ISSN 2079-3537      

 
 
 
                                                                                                                                                                                                                                                                                                                                                                                                                                                                             

Scientific Visualization, 2025, volume 17, number 2, pages 110 - 122, DOI: 10.26583/sv.17.2.08

Analysis of the Error Structure in Identifying the Author of a Text Using the Nearest Neighbor Graphs

Author: M.Yu. Kislitsyna1

Keldysh Institute of Applied Mathematics RAS

1 ORCID: 0000-0002-2542-8914, voronina.miu@yandex.ru

 

Abstract

In this paper, the nearest neighbor graph method is used to analyze the relationship between a large number of multidimensional vectors, which represents the distribution of letter combinations (n-grams) in the text, where n is 3. The task is the authorship attribution problem, which belongs to the field of natural language processing.

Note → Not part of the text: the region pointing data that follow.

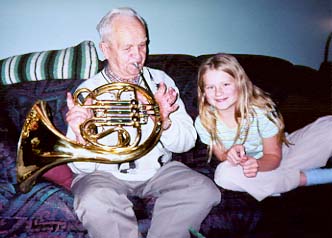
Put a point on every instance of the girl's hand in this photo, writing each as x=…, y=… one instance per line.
x=250, y=167
x=235, y=154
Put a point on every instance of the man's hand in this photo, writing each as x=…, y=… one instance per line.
x=76, y=115
x=166, y=98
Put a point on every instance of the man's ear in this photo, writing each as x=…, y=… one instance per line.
x=105, y=48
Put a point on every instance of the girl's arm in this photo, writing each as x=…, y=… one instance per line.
x=271, y=154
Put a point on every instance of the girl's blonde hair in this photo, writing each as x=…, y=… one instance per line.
x=249, y=96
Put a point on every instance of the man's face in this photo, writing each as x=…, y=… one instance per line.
x=127, y=47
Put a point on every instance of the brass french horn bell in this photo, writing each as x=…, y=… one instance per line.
x=118, y=114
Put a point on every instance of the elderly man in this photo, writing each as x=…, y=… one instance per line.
x=183, y=196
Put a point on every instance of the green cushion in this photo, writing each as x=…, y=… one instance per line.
x=80, y=61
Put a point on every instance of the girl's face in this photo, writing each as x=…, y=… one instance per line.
x=220, y=90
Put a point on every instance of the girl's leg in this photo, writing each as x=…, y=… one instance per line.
x=311, y=150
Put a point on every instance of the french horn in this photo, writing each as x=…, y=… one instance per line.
x=41, y=146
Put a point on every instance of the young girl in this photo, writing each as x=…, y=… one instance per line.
x=243, y=129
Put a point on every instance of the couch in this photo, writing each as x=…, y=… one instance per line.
x=302, y=94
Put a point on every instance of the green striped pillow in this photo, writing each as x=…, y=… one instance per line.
x=78, y=62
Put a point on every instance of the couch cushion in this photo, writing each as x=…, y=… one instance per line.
x=80, y=61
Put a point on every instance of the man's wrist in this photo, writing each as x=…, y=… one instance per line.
x=166, y=124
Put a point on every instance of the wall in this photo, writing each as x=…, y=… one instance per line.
x=290, y=29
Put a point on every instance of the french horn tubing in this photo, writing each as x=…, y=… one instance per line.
x=41, y=146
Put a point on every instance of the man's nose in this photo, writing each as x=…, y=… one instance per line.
x=136, y=53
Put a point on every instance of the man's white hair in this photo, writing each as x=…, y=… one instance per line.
x=104, y=27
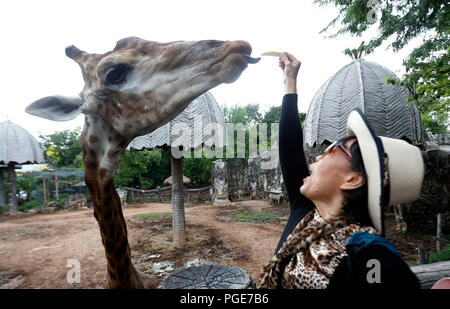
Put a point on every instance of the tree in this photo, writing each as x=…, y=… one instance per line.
x=61, y=148
x=142, y=169
x=27, y=183
x=428, y=66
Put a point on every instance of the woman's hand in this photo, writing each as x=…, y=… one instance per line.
x=290, y=66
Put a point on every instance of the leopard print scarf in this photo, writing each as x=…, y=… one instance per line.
x=310, y=254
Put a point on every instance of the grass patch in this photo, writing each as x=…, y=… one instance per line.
x=153, y=216
x=258, y=217
x=444, y=255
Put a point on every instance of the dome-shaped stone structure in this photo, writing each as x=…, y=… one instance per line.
x=202, y=113
x=18, y=146
x=361, y=84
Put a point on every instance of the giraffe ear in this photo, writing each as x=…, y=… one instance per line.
x=57, y=108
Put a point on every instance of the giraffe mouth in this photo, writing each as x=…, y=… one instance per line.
x=250, y=59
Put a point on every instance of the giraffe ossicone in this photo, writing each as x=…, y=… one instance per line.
x=130, y=91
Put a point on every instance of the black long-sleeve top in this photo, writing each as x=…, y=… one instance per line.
x=352, y=272
x=293, y=163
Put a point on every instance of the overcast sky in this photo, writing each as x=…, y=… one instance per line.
x=35, y=33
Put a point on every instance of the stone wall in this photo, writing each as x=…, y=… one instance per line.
x=420, y=215
x=237, y=179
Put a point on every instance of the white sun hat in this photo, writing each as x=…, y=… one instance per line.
x=394, y=168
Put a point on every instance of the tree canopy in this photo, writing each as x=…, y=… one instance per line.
x=398, y=22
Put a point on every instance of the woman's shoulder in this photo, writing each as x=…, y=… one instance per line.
x=373, y=262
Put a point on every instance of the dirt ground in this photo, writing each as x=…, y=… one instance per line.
x=36, y=249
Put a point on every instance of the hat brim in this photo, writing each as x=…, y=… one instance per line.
x=372, y=154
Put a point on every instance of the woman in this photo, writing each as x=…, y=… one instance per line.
x=336, y=204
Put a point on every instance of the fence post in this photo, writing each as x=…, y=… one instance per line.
x=438, y=233
x=422, y=255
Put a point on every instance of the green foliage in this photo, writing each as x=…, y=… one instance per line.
x=27, y=183
x=153, y=216
x=434, y=125
x=142, y=169
x=444, y=255
x=61, y=148
x=428, y=66
x=197, y=169
x=29, y=205
x=255, y=217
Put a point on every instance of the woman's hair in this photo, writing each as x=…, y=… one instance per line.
x=355, y=206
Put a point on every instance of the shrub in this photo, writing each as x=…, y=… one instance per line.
x=444, y=255
x=29, y=205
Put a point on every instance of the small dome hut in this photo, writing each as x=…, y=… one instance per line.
x=17, y=146
x=360, y=84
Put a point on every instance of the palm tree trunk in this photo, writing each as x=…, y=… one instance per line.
x=178, y=220
x=12, y=189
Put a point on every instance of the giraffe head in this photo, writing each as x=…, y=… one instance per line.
x=141, y=85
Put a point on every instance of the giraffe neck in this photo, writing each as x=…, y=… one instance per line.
x=102, y=149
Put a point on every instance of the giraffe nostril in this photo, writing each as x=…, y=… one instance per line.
x=213, y=43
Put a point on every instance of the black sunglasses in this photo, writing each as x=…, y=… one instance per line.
x=337, y=145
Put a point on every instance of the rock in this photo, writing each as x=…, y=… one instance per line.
x=420, y=215
x=208, y=277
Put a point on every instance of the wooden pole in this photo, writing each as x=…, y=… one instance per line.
x=178, y=218
x=438, y=233
x=44, y=191
x=422, y=255
x=12, y=188
x=2, y=189
x=56, y=184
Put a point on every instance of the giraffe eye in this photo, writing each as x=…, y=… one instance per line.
x=117, y=74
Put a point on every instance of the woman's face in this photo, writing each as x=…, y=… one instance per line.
x=330, y=174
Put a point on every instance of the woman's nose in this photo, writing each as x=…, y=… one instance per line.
x=318, y=158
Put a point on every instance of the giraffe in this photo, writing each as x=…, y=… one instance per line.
x=130, y=91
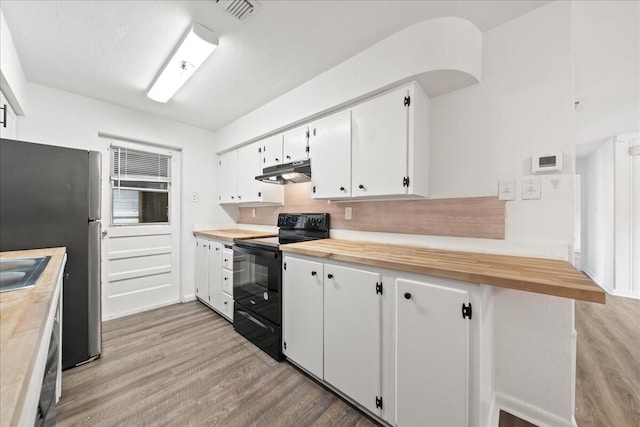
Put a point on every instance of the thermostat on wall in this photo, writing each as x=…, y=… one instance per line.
x=546, y=162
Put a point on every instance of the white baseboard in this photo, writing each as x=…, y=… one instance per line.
x=527, y=412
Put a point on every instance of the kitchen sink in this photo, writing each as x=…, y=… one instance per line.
x=21, y=273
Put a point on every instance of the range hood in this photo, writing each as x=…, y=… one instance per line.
x=287, y=173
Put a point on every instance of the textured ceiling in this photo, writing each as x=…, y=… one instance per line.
x=112, y=50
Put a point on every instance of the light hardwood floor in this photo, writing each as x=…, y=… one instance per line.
x=608, y=363
x=185, y=365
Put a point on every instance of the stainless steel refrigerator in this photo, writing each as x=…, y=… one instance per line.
x=50, y=196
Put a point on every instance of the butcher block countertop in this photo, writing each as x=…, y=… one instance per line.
x=539, y=275
x=24, y=315
x=234, y=233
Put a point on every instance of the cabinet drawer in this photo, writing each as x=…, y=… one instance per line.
x=227, y=281
x=227, y=259
x=227, y=306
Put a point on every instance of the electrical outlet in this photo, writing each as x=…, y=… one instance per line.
x=347, y=213
x=531, y=189
x=506, y=189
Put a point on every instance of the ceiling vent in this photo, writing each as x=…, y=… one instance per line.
x=240, y=9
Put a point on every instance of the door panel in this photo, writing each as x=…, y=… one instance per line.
x=330, y=151
x=302, y=311
x=432, y=355
x=379, y=145
x=352, y=333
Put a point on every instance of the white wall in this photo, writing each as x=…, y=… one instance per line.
x=597, y=198
x=61, y=118
x=12, y=79
x=480, y=134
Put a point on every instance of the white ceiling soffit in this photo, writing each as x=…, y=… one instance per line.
x=111, y=50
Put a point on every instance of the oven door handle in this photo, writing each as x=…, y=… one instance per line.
x=256, y=252
x=252, y=319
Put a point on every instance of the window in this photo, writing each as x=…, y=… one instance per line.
x=140, y=187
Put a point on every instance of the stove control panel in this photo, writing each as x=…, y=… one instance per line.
x=304, y=221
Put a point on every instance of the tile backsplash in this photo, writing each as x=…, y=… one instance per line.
x=479, y=217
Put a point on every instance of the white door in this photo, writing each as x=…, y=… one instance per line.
x=215, y=275
x=379, y=145
x=271, y=150
x=228, y=177
x=8, y=119
x=202, y=269
x=141, y=224
x=330, y=152
x=248, y=168
x=432, y=357
x=352, y=333
x=295, y=144
x=302, y=313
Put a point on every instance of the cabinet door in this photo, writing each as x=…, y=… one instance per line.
x=379, y=145
x=302, y=313
x=432, y=355
x=202, y=269
x=271, y=151
x=330, y=152
x=215, y=275
x=352, y=333
x=248, y=169
x=228, y=177
x=295, y=144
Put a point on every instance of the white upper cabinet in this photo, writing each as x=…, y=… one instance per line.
x=390, y=145
x=228, y=177
x=237, y=177
x=330, y=152
x=295, y=143
x=248, y=169
x=271, y=149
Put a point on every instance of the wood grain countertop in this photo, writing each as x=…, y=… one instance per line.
x=233, y=233
x=24, y=314
x=539, y=275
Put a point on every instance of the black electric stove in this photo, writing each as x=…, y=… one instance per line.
x=257, y=279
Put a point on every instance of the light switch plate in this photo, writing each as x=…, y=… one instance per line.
x=531, y=189
x=506, y=189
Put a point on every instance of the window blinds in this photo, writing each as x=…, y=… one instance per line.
x=135, y=165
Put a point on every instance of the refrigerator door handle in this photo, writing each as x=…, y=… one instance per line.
x=95, y=185
x=95, y=297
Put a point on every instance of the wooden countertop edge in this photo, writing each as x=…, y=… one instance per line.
x=51, y=272
x=226, y=235
x=587, y=294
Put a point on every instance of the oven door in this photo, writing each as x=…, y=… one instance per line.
x=257, y=281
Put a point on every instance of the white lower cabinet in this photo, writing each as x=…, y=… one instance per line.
x=352, y=334
x=303, y=314
x=214, y=276
x=432, y=363
x=404, y=347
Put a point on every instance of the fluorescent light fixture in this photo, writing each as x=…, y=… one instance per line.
x=194, y=49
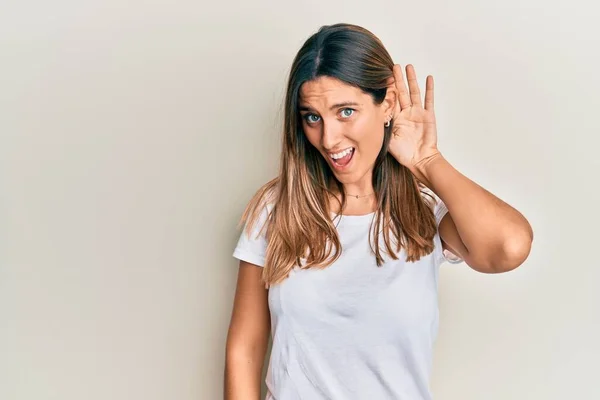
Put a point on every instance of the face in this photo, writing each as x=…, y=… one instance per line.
x=345, y=125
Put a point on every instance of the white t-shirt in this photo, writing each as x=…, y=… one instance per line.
x=352, y=330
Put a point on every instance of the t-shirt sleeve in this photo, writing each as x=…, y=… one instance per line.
x=440, y=211
x=252, y=247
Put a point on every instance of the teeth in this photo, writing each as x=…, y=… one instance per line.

The graph of the nearest neighbors is built according to the pattern distribution of the authors and visualizes the points of concentration and sparsity, which allows to identify the structure of text classification errors. The corpus consists of more 8 thousand authors and more 100 thousand literary texts in Russian including translations. Thus, this is one of the most extensive experiments with literary texts in Russian. All authors have at least five works in the corpus, each of which contains more than 10 thousand letters. The author's pattern is calculated by averaging the 3-gram statistics of his texts. The error structure associated with the proximity of texts and authors to the average pattern of lexicon is determined using graphs. It is shown that the densest centers of the graph are close to the average lexicon pattern with varying degrees of proximity. The text recognition error of such authors is about two times higher than the error of authors who are far from the lexicon. Some literary genres, such as philosophical ones, are localized at special distances.

 

Keywords: The authorship attribution problem, nearest neighbors graph, an author.